Posted April 25, 2017 09:20 AM by Daniel Horowitz

Are you tired of all that winning?

When Republicans initially gained control of the House in 2011, they promised to defund Obamacare, end funding for Planned Parenthood, and cut spending in the first budget bill in March. Even though they only controlled one branch of government, the understanding was that, buttressed by an electoral landslide, Republicans would stand their ground on at least half of their demands. Well, they caved immediately and then promised us they’d fight “the next time” in the fall budget. It became an inside joke among conservatives on Capitol Hill – “don’t worry, we’ll do it the next time” – even though the same rationale for the maniacal capitulation the first time would always persist in the subsequent iterations.
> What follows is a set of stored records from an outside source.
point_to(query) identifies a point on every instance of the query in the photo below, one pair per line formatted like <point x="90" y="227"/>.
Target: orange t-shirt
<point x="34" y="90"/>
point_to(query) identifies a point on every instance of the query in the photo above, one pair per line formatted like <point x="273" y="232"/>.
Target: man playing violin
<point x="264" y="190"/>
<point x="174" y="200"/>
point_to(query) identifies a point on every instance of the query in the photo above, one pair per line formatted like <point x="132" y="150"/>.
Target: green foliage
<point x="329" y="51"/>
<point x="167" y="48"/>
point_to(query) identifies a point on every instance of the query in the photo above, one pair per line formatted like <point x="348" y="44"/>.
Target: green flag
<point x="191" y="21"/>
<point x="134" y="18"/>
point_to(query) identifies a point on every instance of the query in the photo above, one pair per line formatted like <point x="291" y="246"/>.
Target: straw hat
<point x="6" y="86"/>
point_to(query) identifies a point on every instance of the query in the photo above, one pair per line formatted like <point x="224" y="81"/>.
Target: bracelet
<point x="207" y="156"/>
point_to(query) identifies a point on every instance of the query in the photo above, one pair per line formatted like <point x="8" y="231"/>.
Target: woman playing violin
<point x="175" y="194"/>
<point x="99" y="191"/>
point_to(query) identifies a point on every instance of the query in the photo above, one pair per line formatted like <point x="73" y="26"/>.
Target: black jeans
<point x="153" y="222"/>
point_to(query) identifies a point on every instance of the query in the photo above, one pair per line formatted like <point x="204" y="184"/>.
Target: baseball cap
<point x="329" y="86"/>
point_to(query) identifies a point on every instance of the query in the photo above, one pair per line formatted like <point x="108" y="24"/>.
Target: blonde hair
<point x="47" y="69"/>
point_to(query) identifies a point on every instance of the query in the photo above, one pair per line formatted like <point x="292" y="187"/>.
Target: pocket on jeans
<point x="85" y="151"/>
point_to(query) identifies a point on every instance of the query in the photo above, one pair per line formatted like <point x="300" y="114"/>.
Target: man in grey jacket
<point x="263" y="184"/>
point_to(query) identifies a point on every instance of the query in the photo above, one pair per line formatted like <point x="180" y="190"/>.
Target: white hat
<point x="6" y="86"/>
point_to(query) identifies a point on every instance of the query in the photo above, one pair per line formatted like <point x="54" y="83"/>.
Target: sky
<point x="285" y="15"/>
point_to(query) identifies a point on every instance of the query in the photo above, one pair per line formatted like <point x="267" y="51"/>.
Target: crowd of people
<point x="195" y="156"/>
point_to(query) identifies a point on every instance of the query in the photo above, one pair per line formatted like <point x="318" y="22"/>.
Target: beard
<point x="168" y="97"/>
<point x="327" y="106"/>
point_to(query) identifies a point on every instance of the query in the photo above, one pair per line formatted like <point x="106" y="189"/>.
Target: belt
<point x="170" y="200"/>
Now, with control of all three branches and a president who sold himself in the primaries as the antithesis of weak-kneed Republicans who don’t know the first thing about tough negotiations, we are in the exact same position. Last night, President Trump signaled that, after not even fighting on refugee resettlement and Planned Parenthood, he would cave on the final budget issue – the funding of the border fence. But fear not, he’ll resume his demand … the next time!

This degree of capitulation, with control of all three branches, is impressing even me … and I had low expectations of this president and this party. They have managed to get run over by a parked car. It’s truly breathtaking to contrast the performance of Democrats in the spring of 2009 with what Republicans have done today with all three branches. At this time in 2009, Democrats passed the bailouts, the stimulus, the first round of financial regulations, an equal pay bill, SCHIP expansion, and laid the groundwork for other, bigger proposals, such as cap and trade and Obamacare. Then they got everything they wanted in the March 2009 omnibus bill, and a number of GOP senators voted for it. We, on the other hand, are left with nothing.
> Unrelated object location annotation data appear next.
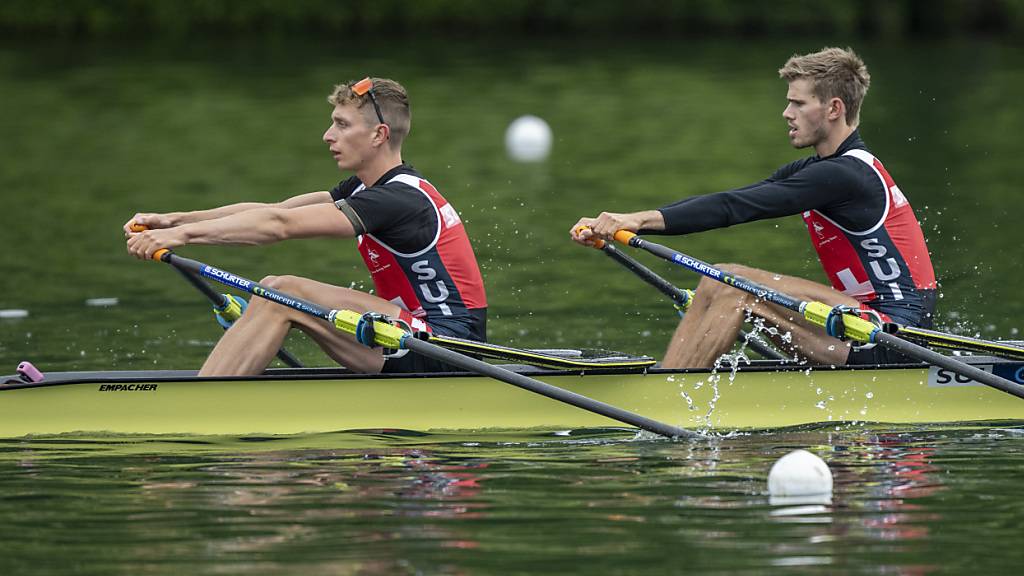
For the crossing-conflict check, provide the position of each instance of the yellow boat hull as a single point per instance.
(289, 402)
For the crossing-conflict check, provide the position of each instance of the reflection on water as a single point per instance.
(95, 132)
(448, 503)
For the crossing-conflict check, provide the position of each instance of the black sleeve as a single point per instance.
(396, 214)
(793, 189)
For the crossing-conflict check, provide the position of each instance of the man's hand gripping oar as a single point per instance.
(227, 307)
(838, 321)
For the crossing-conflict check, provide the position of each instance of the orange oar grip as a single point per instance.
(624, 236)
(597, 243)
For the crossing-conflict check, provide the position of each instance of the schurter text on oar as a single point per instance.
(127, 387)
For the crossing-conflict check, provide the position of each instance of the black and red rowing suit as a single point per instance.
(417, 251)
(866, 236)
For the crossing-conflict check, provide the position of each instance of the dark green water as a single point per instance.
(92, 133)
(913, 502)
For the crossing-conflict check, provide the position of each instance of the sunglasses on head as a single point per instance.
(366, 86)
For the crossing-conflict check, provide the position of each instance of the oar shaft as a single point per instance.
(681, 297)
(817, 313)
(932, 357)
(554, 393)
(345, 319)
(711, 272)
(953, 341)
(220, 301)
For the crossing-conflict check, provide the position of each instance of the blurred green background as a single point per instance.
(114, 108)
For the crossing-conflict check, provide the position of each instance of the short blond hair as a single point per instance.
(392, 98)
(835, 73)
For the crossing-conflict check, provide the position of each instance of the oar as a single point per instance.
(223, 305)
(836, 320)
(391, 336)
(681, 297)
(937, 339)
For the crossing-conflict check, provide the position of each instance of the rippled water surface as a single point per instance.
(910, 501)
(93, 132)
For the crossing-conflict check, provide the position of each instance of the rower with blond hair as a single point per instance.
(860, 222)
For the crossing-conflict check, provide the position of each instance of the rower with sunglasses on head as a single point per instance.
(867, 238)
(412, 240)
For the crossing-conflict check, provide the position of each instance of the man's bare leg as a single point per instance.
(250, 344)
(711, 326)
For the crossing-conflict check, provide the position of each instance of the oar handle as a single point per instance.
(159, 254)
(623, 237)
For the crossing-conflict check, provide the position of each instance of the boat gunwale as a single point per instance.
(331, 373)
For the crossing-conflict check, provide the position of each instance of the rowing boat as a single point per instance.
(288, 401)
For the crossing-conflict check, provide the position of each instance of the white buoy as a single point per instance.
(527, 139)
(101, 302)
(800, 474)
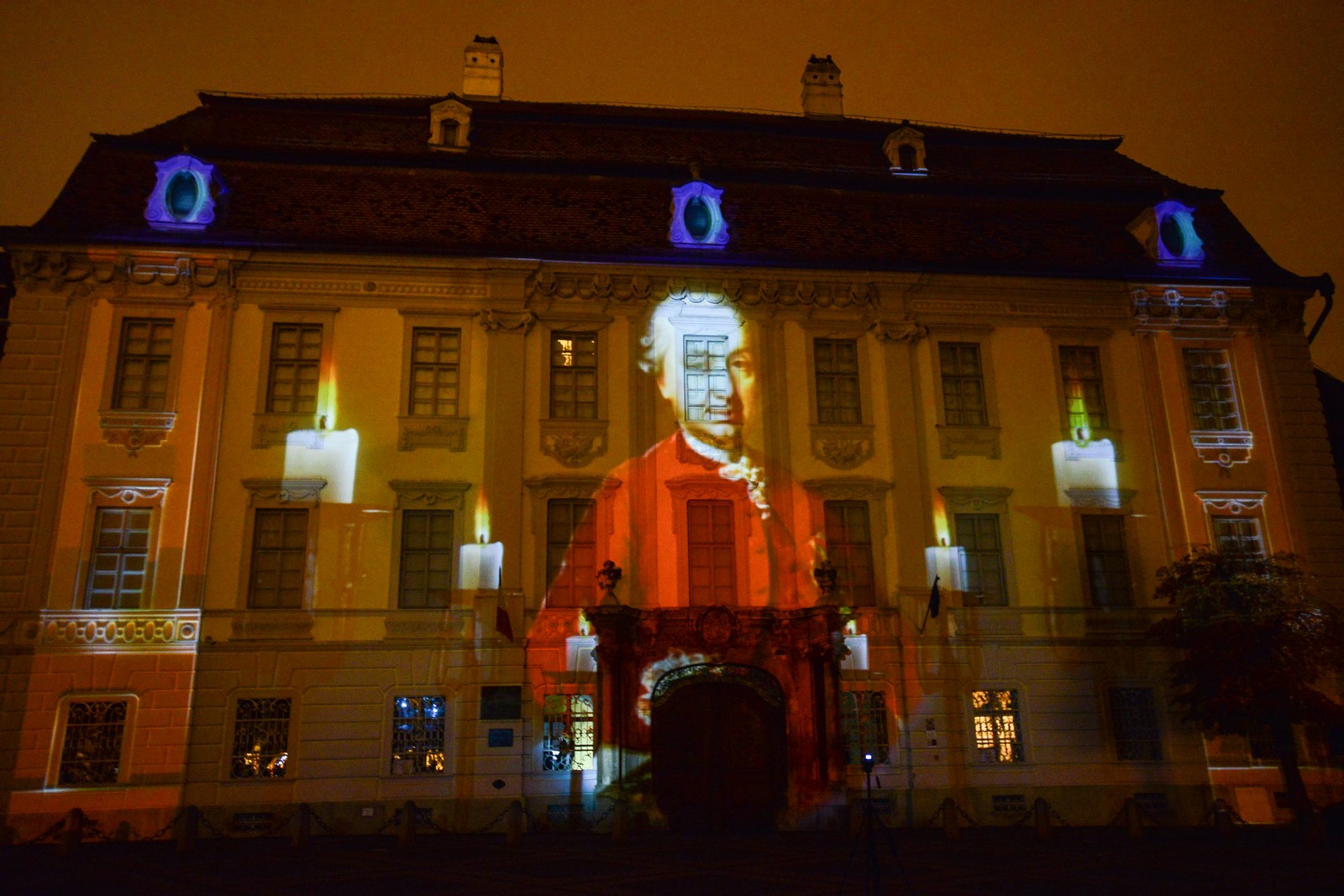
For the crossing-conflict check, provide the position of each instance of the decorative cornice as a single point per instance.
(127, 490)
(284, 490)
(97, 631)
(136, 429)
(1112, 499)
(642, 288)
(429, 493)
(575, 443)
(1233, 501)
(976, 497)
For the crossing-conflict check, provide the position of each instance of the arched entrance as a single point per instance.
(718, 747)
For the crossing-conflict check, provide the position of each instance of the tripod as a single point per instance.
(869, 835)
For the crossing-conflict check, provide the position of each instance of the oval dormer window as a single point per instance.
(698, 217)
(1173, 235)
(183, 195)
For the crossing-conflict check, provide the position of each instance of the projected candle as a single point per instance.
(481, 566)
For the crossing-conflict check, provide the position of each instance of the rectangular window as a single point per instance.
(1135, 719)
(998, 726)
(707, 387)
(427, 571)
(568, 732)
(963, 385)
(143, 362)
(261, 738)
(864, 726)
(1238, 537)
(1108, 562)
(120, 559)
(850, 550)
(710, 553)
(570, 553)
(1084, 398)
(418, 735)
(436, 358)
(92, 748)
(837, 380)
(575, 376)
(296, 354)
(1211, 391)
(279, 559)
(987, 584)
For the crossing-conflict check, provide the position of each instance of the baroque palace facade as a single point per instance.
(322, 416)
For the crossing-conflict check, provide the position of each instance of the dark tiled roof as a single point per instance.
(569, 181)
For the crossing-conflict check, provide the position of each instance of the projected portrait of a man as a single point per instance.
(706, 516)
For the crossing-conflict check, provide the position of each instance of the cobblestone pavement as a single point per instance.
(1090, 862)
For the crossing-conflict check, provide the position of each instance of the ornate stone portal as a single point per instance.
(796, 649)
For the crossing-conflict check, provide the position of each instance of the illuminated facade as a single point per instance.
(318, 436)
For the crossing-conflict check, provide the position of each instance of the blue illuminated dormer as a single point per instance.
(181, 199)
(698, 217)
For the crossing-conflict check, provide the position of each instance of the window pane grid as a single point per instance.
(418, 735)
(963, 385)
(864, 726)
(92, 748)
(296, 351)
(1213, 396)
(837, 380)
(570, 553)
(710, 551)
(120, 559)
(427, 570)
(568, 732)
(998, 727)
(575, 376)
(261, 738)
(280, 551)
(436, 359)
(1084, 396)
(706, 369)
(1108, 560)
(143, 358)
(1135, 720)
(978, 533)
(850, 550)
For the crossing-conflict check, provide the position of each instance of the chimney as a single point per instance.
(483, 71)
(822, 94)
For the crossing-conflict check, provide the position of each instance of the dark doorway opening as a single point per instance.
(719, 752)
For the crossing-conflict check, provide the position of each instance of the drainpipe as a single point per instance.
(1326, 286)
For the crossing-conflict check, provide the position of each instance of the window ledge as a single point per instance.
(432, 432)
(842, 445)
(270, 430)
(1225, 448)
(575, 443)
(136, 429)
(974, 441)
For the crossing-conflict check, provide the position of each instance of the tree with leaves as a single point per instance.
(1256, 647)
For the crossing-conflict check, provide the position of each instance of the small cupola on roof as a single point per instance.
(483, 71)
(822, 93)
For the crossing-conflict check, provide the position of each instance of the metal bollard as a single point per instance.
(514, 822)
(187, 829)
(407, 835)
(1222, 819)
(1042, 810)
(951, 826)
(73, 831)
(302, 826)
(1133, 819)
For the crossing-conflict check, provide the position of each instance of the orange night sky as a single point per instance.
(1242, 96)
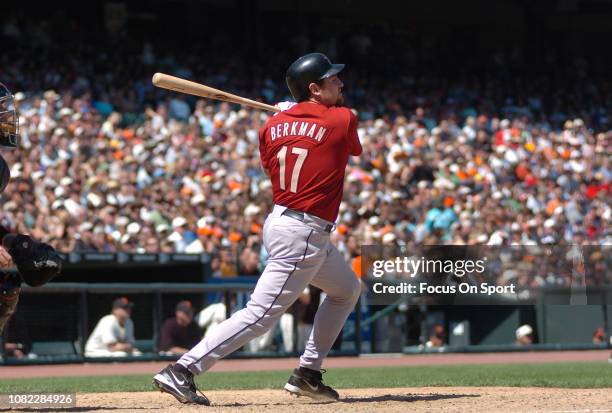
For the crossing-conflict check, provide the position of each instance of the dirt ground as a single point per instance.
(427, 399)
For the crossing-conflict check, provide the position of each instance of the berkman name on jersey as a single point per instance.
(306, 129)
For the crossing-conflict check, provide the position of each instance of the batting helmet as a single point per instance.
(308, 69)
(9, 122)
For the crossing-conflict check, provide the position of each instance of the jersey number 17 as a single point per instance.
(295, 175)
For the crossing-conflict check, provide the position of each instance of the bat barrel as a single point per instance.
(177, 84)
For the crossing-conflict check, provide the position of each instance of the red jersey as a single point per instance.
(306, 149)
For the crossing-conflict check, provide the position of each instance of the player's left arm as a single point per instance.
(262, 152)
(354, 146)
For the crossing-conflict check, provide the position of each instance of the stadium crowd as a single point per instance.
(108, 163)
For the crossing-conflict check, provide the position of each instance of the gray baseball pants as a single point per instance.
(300, 253)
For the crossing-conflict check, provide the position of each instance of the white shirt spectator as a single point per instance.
(109, 331)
GOP fighting now less with 3 branches than when they just had the House. They are actually using “next time” excuse. Trump is exactly same.

Oh, and it was obviously hard to fit in the growing list of policy delays in just 140 characters, such as the Paris climate initiative and moving the embassy in Israel to Jerusalem.

At this juncture, conservatives would be wise to ponder the following questions:

  1. What was the purpose of passing a short-term budget bill last fall to last into a new GOP presidency if we don’t use it for anything?
  2. If we are terrified of a government shutdown – no matter the issue and no matter how little power Democrats wield – what is to stop Democrats from demanding anything in exchange for “saving” us from a government shutdown? At this point, Democrats could demand we double funding for abortions or face a government shutdown. There’s nothing Republicans wouldn’t do in order to avoid a shutdown … and Democrats know it.
  3. If Republicans can’t deliver on any of these basic promises when their political capital is the strongest and they stand the farthest from the next election, what dynamic will change in the next year to provide conservatives with a single legislative victory?
  4. If the budget will never be used as leverage to fight back against the courts, for example, on refugees and visas from the Middle East, what is stopping the courts from erasing even the few remaining benefits of this presidency in its executive orders? If Congress fails to act, the courts will likely “strike down” the executive order against sanctuary cities.
  5. If there are no attempts to reform the filibuster into an actual talking filibuster, what is to stop Democrats from blocking everything Republicans propose? Yet, at the same time, the American people are under the impression that Republicans control everything and will punish them for their failures. Democrats never had this problem, because, while Republicans filibustered certain proposals, they supplied the votes for a number of others, especially for all the budget bills.
  6. In light of the colossal betrayal on the inviolable promises to build the wall and repeal Obamacare, why would anyone put any stock into Wednesday’s promise for massive tax cuts? Why should we take his discretionary budget cuts seriously if Democrats will raise exponentially more outrage over that proposal in September and again threaten a government shutdown?
  7. If conservatives are going to continue their reluctance to criticize Trump directly, opting to focus their ire more on his staff and Congress, when will he ever feel the pressure to deliver? Sure, Republicans in the Senate preemptively undercut his leverage on the budget weeks ago, but why was the president not fighting the appropriators instead of fighting against conservatives who wanted to keep his Obamacare promise?

Finally, there is the most unsettling question of all: What does the GOP need to do for conservatives to finally learn that this party – its infrastructure, messaging, beliefs, and hierarchy – is irremediably broken?